• Herr Muhr, Bundesarbeitsminister Ehrenberg will durch einen ganzen Katalog von Maßnahmen die Vermittlung von Arbeitslosen verbessern und die Tätigkeit der Arbeitsämter wirksamer gestalten. Kann ein solches Konzept nach Ihrer Ansicht die Situation am Arbeitsmarkt verbessern? Muhr: Ein Teil dieser Maßnahmen ist vom Deutschen Gewerkschaftsbund und von den von uns entsandten Mitgliedern in den Selbstverwaltungsorganen schon seit langer Zeit gefordert worden. Es ist richtig, daß die Arbeitsvermittlung in der Bundesanstalt quantitativ und, ohne den Beteiligten Abbruch zu tun, auch qualitativ nicht so besetzt ist, wie, das der gegebenen Situation nach eigentlich nötig wäre. Auf der anderen Seite darf man sich aber auch keine Illusion darüber machen, daß man etwa mit Mitteln verbesserter Arbeitsmarktpolitik das Problem der Arbeitslosigkeit beseitigen könnte. Wenn sich Wirtschafts- und Finanzpolitik nicht angesprochen fühlen, um beschäftigungswirksamere Programme auszuarbeiten, nutzt uns die beste Arbeitsvermittlung nichts.
  • Einer der wichtigsten Punkte in dem Maßnahmenkatalog ist die stärkere Eingrenzung der Zumutbarkeitsklausel, das heißt, Arbeitslosen soll es künftig schwerer gemacht werden, eine ihnen angebotene Tätigkeit abzulehnen. Was halten Sie davon?

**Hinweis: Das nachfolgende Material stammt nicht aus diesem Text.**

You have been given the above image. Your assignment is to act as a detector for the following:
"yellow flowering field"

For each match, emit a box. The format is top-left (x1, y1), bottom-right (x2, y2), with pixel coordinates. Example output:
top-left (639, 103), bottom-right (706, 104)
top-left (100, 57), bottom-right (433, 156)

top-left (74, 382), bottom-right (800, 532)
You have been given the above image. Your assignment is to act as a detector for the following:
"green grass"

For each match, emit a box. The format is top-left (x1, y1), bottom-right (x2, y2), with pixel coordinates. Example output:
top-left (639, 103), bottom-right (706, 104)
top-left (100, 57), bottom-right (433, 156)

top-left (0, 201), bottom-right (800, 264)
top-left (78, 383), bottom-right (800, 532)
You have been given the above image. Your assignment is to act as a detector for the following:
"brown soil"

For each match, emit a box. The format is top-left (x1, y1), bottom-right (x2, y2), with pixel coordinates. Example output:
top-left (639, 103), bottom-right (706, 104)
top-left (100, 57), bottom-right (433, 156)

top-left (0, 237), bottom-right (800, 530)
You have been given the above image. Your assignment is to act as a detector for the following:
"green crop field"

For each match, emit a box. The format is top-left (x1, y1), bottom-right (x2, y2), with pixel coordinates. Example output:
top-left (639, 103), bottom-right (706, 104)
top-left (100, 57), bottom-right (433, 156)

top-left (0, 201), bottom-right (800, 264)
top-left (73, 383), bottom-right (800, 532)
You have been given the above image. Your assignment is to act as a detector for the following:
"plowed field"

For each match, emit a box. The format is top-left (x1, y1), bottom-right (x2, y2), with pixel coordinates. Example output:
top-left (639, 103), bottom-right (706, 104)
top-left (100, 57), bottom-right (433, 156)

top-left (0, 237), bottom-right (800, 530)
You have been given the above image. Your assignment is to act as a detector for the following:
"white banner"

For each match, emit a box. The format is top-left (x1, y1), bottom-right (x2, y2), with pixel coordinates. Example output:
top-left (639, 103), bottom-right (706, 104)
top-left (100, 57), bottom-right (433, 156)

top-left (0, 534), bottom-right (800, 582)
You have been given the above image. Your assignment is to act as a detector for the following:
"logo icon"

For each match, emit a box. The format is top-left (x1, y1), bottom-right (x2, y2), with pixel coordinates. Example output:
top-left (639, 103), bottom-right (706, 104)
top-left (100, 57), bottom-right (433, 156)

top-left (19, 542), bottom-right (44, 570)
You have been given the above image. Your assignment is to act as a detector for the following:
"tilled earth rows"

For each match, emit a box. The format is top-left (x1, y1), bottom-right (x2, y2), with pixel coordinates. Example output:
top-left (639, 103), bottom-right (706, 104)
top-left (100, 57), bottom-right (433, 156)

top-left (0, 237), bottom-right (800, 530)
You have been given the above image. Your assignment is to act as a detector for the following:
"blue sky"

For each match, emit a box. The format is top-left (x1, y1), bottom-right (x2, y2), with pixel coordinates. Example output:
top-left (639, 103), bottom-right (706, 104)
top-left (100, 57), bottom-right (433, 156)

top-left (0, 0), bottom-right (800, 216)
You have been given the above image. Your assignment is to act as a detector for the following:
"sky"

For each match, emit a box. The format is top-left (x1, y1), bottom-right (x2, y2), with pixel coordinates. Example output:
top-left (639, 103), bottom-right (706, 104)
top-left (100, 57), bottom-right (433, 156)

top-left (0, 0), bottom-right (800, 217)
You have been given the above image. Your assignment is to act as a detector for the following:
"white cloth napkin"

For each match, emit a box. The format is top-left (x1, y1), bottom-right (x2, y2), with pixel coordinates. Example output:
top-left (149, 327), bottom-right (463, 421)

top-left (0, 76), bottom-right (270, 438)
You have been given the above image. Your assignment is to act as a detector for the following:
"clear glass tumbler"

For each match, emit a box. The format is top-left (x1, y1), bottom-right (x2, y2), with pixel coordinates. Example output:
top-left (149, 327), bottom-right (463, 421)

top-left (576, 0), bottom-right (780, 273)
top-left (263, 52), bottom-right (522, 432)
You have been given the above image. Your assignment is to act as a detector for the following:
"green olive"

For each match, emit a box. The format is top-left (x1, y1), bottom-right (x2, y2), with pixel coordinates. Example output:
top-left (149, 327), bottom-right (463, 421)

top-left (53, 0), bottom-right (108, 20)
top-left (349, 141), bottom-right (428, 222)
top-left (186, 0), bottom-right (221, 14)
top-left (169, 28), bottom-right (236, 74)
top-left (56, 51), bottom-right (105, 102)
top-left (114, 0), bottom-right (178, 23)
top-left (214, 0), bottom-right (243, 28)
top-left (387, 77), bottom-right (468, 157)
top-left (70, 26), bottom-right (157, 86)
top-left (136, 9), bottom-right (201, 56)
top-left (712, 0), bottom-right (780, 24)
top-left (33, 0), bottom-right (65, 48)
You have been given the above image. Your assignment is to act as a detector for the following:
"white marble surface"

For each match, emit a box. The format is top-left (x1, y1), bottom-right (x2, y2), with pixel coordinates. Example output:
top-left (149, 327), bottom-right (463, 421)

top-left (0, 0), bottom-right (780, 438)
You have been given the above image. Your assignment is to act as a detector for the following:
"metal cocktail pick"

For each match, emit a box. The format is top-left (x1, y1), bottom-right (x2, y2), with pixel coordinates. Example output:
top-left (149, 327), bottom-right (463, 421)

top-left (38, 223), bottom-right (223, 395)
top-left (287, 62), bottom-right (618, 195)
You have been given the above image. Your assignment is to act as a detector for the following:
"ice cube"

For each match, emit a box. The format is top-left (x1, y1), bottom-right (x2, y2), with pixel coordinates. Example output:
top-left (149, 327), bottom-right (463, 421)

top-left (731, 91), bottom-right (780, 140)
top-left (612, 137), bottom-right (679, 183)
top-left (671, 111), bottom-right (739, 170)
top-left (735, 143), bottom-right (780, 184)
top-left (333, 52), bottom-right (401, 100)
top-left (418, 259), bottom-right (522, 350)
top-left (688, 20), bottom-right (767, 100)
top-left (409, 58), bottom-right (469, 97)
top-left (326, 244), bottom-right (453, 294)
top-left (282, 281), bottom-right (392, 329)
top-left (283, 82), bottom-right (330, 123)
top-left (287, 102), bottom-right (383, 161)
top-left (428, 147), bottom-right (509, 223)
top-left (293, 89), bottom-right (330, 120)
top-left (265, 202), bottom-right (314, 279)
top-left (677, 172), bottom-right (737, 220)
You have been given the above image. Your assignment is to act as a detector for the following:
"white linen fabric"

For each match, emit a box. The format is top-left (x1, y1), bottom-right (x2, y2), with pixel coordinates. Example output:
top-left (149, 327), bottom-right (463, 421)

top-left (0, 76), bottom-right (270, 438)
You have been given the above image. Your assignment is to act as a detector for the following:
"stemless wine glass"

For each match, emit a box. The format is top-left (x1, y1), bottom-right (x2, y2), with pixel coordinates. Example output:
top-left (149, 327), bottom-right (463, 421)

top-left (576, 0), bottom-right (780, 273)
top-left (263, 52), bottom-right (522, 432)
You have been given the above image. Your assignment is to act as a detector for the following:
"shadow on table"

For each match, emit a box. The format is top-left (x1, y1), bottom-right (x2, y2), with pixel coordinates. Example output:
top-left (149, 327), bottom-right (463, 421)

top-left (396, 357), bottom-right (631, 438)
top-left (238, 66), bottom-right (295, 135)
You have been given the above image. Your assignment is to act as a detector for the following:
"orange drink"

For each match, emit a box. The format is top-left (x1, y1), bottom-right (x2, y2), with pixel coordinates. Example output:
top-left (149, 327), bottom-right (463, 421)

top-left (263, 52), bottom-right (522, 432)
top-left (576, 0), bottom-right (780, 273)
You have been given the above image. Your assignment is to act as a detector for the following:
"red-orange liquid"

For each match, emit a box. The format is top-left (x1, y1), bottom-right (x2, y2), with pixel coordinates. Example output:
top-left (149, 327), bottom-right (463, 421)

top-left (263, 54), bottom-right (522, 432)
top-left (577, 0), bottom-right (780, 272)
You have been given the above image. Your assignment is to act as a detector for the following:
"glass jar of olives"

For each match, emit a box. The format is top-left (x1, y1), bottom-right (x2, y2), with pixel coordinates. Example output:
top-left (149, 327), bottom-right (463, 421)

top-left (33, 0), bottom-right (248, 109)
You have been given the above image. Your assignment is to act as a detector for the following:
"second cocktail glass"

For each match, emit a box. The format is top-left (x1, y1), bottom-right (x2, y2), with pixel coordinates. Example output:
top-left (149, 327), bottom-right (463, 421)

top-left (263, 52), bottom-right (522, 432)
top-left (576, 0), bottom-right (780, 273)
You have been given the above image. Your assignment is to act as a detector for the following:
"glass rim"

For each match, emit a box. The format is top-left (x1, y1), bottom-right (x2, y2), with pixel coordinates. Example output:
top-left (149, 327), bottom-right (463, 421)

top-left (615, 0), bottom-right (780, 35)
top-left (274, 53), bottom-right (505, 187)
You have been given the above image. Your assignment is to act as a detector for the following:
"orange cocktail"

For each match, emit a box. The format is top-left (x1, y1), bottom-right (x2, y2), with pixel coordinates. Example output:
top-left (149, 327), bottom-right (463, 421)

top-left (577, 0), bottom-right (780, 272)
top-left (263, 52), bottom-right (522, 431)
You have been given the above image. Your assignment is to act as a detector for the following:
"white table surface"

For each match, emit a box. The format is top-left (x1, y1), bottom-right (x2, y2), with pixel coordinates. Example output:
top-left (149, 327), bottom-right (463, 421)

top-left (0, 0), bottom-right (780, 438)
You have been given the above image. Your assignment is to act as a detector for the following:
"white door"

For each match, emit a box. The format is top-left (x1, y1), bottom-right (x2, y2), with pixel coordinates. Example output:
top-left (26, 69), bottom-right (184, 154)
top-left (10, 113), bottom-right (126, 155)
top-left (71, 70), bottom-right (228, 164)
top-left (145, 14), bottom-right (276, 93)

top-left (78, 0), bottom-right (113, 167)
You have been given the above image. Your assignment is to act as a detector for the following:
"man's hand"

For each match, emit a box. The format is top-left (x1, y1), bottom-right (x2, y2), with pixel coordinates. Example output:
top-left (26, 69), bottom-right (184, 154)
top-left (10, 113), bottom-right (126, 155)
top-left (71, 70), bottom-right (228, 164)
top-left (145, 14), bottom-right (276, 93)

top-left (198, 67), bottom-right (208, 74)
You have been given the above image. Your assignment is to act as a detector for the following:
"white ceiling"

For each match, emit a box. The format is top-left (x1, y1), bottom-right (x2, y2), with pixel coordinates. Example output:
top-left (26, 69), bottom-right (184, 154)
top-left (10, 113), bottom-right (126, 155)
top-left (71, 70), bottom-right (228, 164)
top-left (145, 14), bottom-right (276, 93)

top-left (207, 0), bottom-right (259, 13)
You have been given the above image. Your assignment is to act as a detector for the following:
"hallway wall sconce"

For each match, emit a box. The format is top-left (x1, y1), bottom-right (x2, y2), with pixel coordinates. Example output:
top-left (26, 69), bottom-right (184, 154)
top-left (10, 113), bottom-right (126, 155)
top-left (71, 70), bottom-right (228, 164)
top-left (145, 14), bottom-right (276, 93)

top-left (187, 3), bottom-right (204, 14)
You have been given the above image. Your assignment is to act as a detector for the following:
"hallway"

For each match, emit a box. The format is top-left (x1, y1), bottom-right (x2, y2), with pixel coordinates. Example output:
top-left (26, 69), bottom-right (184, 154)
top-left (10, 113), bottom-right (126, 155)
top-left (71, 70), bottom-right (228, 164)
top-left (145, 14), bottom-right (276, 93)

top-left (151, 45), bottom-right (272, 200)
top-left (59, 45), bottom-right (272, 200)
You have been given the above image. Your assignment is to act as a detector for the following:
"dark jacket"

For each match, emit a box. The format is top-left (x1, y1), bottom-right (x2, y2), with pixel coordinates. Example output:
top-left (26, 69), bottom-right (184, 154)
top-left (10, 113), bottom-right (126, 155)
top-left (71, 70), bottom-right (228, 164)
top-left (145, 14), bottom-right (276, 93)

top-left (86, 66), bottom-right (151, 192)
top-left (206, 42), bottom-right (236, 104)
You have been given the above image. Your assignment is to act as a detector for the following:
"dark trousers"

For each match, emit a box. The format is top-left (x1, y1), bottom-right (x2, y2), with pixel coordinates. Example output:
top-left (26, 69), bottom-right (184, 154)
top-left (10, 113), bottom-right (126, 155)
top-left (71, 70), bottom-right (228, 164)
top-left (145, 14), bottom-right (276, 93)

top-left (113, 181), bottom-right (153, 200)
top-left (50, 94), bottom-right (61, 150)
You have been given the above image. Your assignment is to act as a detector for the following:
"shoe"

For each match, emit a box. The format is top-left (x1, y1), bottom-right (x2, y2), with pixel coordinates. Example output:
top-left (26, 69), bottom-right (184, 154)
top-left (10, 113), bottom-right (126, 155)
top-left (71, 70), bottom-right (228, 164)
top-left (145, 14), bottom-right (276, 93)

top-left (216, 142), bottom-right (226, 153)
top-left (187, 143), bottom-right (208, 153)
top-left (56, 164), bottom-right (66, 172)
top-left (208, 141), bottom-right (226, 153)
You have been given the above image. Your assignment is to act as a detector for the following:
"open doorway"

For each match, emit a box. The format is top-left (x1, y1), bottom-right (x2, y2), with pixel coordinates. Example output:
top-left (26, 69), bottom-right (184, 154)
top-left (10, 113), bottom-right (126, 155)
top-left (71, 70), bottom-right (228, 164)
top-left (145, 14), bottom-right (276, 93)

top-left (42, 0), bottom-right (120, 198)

Muhr: Der Begriff der Zumutbarkeit ist gerade noch vor gut einem Jahr mit dem Haushaltsstrukturgesetz wesentlich eingeschränkt worden und nach unserer Auffassung ist jetzt die Grenze dessen erreicht, was man unter der Bedingung eines liberalen Rechtsstaates überhaupt noch formulieren und praktizieren kann. Alle diese Bemühungen stehen unter dem unguten Stern, daß die Arbeitslosen diffamiert werden, daß ihnen zunehmend die Schuld an ihrer Arbeitslosigkeit in die Schuhe geschoben wird, um damit die Verantwortung der eigentlich Verantwortlichen zu vermindern beziehungsweise die Verantwortung von den politischen Instanzen wegzudrücken. Was wir feststellen müssen, ist, daß wir eine Million registrierte Arbeitslose haben, aber nur 250 000 registrierte offene Stellen.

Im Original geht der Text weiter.